Prisons in Ecuador have experienced increasing violence in recent years and have fallen under the control of organized crime in the country, who use them as recruiting grounds.
Over 400 prisoners have been killed in riots in the country since 2021, according to state reports.
The country-wide violence is presumed to be a show of power by organized crime groups as Naboa grows increasingly aggressive against gangs.
As part of criminal power struggles throughout the nation, the port city of Guayaquil has become the “murder capital of Ecuador” due to its strategic shipping location.
“Ecuador did not reach this point overnight,” said journalist Nelly Luna Amancio. “It is the result of years of impunity, the strengthening of relations between local mafias, global criminal organizations, and state corruption.”
Why is drug violence on the rise in Ecuador? “Ecuador is located between the two largest cocaine producers in the world: Colombia and Peru,” Fernando Carrión, a professor who studies security issues, told PWS. “In the last two years, Peru doubled its cocaine production and Colombia’s rose by 25%.”
Ecuador has become an indispensable route for narco-traffickers who want to move their cocaine north to Central and North America, and with the arrival of the drug trade, violence quickly followed.
This dynamic, along with low state institutionality and the lack of a coherent anti-narcotics policy, “allow these criminal groups to infiltrate and evade state institutions” to an alarming degree, said Carrión, “at political, judicial and economic levels.”
For these activities, the Mexican cartels used to pay for their services in dollars. However, Carrión warns that, in the last three years, this mechanism has changed: “They began to pay in drugs and this means that these local groups have to organize and monetize that in the local market. And the result is a strengthening and entrenchment [in local markets] of these criminal structures”
This fact, added to the fact that Guayaquil is the port “through which 65% of smuggled drugs leave the country”, means control over the port city is crucial for narco groups competing to control the smuggling market. It also means Guayaquil has become one of the most violent places in Ecuador as well as the largest domestic market for cocaine.
President Noboa on Monday in public comments on his state of emergency said "We will not negotiate with terrorists".
"These narco-terrorist groups intend to intimidate us and believe that we will give in to their demands.
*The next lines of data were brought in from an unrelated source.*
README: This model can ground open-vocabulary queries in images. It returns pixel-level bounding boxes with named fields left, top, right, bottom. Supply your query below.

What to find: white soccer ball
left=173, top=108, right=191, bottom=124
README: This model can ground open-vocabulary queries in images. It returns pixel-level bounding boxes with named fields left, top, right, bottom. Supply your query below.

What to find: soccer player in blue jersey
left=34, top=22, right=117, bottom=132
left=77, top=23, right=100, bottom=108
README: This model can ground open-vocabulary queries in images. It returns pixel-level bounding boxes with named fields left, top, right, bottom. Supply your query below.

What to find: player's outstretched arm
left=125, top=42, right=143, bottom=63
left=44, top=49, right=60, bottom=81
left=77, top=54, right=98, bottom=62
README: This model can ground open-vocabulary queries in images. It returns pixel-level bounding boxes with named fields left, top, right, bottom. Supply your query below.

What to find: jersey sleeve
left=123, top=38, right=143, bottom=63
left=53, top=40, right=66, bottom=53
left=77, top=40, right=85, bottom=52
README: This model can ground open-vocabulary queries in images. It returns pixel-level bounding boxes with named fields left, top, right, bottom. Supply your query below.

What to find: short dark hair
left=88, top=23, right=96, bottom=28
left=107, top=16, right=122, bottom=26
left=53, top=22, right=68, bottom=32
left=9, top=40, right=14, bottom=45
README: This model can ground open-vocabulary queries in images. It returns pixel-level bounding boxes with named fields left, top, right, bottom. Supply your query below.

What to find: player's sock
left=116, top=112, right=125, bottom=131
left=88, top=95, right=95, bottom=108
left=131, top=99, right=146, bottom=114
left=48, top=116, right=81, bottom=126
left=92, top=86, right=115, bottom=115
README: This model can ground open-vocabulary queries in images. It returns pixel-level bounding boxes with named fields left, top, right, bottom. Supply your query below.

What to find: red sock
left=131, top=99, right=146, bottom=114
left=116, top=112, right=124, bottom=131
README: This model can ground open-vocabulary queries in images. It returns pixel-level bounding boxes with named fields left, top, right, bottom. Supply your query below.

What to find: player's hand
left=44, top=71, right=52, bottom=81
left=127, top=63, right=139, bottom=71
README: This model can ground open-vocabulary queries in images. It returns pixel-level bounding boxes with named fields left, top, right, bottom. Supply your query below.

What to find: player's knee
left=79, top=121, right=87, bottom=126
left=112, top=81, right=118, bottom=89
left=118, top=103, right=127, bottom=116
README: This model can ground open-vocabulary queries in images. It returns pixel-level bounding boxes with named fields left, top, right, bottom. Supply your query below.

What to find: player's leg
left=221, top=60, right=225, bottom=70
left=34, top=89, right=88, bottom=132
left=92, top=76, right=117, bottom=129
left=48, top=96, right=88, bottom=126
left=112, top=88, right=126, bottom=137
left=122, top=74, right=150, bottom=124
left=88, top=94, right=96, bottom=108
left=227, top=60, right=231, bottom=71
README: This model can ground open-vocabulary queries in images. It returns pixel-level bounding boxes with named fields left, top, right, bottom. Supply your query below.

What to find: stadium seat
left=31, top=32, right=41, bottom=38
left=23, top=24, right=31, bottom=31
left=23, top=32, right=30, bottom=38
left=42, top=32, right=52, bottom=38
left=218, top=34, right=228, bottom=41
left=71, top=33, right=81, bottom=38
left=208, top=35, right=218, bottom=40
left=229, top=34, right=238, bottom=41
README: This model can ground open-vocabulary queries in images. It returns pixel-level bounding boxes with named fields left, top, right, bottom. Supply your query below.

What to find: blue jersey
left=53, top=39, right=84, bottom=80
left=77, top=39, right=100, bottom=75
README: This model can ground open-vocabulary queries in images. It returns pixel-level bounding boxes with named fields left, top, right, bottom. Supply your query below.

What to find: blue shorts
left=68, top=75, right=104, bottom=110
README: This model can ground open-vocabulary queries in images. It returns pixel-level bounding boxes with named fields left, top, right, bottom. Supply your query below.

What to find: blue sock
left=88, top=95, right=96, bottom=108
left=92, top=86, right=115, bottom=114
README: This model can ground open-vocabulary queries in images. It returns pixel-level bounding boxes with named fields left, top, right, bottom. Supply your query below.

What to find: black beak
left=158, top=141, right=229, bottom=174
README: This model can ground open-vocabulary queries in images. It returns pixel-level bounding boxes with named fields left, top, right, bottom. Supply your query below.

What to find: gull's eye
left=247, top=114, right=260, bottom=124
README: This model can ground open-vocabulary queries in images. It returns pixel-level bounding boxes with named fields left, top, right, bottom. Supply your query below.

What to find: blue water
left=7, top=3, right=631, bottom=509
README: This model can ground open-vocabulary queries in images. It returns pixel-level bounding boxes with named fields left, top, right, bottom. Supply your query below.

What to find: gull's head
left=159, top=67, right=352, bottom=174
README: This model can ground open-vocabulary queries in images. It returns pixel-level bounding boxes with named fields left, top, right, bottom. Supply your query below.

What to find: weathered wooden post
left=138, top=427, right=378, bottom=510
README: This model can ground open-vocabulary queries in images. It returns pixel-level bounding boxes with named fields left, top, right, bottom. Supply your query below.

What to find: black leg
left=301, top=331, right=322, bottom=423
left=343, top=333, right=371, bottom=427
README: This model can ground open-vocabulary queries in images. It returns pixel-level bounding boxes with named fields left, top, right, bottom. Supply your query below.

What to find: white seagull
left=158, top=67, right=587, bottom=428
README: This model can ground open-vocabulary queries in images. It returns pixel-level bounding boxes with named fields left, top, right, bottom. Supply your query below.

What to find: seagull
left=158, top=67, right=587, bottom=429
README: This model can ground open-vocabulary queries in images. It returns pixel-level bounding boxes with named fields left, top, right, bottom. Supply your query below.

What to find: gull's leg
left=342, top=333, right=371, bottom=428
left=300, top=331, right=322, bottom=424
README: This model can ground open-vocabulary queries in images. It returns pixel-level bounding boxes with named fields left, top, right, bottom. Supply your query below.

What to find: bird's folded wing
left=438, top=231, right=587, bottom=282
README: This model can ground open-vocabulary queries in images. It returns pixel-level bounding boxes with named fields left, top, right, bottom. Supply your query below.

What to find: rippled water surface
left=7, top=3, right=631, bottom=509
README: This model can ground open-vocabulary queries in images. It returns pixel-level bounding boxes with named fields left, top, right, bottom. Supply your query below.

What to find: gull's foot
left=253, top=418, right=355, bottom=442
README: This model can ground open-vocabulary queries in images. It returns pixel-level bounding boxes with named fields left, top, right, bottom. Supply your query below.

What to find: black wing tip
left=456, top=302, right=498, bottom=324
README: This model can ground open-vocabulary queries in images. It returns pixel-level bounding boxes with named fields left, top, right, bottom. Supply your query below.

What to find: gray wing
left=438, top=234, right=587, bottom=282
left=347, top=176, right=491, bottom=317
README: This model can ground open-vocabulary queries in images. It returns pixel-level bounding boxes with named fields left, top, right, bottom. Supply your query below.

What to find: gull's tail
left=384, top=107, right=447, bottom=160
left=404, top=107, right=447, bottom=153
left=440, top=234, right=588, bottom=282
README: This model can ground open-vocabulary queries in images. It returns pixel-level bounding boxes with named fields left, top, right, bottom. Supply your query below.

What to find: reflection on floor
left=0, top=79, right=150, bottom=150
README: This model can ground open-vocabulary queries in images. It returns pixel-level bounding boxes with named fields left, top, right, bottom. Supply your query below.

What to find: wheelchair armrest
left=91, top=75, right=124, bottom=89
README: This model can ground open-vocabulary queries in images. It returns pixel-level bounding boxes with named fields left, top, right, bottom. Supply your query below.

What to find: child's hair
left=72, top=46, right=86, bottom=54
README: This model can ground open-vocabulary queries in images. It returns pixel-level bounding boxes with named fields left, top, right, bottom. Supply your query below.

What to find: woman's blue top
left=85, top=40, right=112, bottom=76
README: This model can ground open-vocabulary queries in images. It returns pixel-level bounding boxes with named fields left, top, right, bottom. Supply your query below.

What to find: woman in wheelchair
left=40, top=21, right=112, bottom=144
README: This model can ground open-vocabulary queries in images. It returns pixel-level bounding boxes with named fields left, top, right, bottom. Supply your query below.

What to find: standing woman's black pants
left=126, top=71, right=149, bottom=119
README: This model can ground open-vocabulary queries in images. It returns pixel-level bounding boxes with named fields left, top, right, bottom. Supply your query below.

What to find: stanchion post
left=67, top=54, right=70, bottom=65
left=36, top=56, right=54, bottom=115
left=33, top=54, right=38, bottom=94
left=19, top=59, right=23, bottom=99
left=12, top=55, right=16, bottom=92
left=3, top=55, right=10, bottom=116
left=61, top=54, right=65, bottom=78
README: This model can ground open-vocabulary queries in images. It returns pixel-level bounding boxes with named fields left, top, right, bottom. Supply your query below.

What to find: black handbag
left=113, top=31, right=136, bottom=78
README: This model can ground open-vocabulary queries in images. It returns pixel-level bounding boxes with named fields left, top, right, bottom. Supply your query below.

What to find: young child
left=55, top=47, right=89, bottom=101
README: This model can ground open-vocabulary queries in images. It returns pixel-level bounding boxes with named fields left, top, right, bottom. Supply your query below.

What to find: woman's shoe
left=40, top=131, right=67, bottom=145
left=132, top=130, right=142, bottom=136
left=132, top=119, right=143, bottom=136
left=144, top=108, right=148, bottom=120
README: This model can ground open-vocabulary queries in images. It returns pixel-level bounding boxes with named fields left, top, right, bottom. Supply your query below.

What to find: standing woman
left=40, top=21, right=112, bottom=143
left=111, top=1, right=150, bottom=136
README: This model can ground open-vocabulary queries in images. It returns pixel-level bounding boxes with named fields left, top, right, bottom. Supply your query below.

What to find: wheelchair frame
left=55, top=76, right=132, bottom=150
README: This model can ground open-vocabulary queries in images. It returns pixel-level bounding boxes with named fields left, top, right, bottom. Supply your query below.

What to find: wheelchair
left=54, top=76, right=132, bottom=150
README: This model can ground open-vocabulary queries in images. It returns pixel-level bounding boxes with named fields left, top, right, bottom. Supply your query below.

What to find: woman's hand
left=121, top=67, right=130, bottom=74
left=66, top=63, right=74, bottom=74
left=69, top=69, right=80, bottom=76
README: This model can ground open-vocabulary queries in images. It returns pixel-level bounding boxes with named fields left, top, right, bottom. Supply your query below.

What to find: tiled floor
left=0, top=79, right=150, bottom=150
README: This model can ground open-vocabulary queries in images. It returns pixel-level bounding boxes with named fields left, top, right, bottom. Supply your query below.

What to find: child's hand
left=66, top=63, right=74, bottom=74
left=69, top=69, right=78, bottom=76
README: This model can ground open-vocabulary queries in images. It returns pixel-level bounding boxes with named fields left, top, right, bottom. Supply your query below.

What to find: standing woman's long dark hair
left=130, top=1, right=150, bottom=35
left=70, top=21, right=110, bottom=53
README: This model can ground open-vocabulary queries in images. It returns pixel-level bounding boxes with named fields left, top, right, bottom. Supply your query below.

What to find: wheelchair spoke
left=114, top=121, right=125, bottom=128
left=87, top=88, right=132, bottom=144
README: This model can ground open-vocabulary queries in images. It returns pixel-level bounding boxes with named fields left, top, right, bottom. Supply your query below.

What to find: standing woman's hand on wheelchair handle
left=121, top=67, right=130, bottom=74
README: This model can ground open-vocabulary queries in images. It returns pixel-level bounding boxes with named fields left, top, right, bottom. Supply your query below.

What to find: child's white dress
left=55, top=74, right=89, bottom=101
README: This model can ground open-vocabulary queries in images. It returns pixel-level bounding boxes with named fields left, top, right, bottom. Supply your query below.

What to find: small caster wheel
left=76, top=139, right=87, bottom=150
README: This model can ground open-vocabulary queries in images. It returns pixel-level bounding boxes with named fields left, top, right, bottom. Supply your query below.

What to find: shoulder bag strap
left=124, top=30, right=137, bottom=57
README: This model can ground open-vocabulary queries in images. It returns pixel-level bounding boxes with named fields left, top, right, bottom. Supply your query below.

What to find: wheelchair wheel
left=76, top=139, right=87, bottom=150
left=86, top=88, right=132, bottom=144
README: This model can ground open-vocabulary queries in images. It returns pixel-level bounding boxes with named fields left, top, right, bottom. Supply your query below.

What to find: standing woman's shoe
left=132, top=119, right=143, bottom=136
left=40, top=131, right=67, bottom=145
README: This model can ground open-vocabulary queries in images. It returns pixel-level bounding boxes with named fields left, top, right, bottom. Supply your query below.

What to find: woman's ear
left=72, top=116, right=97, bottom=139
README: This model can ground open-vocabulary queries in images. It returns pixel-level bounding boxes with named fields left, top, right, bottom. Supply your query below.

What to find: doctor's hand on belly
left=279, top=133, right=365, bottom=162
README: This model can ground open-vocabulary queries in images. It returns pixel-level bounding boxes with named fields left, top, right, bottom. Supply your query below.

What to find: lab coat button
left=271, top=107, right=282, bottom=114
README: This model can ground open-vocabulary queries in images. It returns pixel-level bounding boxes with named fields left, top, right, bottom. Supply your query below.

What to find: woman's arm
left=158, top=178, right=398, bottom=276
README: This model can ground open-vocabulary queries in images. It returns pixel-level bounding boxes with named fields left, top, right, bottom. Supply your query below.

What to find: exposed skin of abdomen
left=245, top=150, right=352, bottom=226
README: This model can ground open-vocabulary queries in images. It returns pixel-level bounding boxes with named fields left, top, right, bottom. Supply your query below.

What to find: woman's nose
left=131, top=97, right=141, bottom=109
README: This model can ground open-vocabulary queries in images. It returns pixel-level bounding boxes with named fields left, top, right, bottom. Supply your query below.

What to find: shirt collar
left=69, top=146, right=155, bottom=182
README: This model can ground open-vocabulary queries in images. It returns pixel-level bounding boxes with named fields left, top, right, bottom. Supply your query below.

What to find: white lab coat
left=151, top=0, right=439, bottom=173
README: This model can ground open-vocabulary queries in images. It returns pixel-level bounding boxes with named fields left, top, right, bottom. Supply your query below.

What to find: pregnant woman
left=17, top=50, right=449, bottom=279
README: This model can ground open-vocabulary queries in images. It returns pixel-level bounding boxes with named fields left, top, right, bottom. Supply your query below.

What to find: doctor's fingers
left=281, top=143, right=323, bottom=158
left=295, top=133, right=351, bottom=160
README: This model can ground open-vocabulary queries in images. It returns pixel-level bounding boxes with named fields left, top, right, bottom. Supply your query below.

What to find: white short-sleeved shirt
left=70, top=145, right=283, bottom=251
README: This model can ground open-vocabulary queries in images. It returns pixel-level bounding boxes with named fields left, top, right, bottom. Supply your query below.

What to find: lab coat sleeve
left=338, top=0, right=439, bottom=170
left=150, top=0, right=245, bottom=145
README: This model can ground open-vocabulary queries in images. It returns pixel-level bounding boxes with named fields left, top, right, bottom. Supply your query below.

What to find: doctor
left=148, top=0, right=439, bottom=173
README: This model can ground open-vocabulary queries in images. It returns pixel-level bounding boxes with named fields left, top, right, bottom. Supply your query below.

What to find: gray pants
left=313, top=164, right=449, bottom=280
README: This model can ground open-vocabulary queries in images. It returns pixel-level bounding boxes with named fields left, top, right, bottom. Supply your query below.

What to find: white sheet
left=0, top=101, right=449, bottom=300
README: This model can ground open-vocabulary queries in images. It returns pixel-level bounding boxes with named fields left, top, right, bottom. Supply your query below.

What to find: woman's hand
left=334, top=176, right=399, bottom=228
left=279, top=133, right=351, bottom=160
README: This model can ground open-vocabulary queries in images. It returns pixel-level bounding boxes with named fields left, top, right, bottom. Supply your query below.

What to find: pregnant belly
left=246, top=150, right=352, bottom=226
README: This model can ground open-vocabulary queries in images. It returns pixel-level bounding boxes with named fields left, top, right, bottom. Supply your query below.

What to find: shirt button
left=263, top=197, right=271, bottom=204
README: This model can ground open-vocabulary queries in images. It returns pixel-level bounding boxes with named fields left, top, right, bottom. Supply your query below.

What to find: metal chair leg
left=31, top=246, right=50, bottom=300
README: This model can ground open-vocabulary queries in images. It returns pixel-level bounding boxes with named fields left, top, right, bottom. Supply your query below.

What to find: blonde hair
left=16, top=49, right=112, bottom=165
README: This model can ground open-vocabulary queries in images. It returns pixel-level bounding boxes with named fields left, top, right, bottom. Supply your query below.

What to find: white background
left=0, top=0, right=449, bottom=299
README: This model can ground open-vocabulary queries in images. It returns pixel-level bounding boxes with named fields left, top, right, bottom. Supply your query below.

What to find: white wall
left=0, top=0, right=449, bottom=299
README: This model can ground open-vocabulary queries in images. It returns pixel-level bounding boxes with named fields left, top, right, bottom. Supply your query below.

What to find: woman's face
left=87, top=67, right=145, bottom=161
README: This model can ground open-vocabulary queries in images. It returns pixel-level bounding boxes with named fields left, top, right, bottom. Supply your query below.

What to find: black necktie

I have given clear and precise dispositions to military and police commanders to intervene in the control of prisons," he said.
The governments of Colombia and Peru offered their support and cooperation on Tuesday in battling the growing power of organized crime.
Naboa will need it. He faces not only entrenched criminal interests but complicity and deep infiltration by criminal groups among his security forces.
In the long run, things in Ecuador are likely to get worse before they get better.
As this continues to grow, will the instability go north? Will the cartels in Mexico merge as a consolidated force? If so this could add weight to the concerns that Cjng and others have major backers in China with plans to control Central America.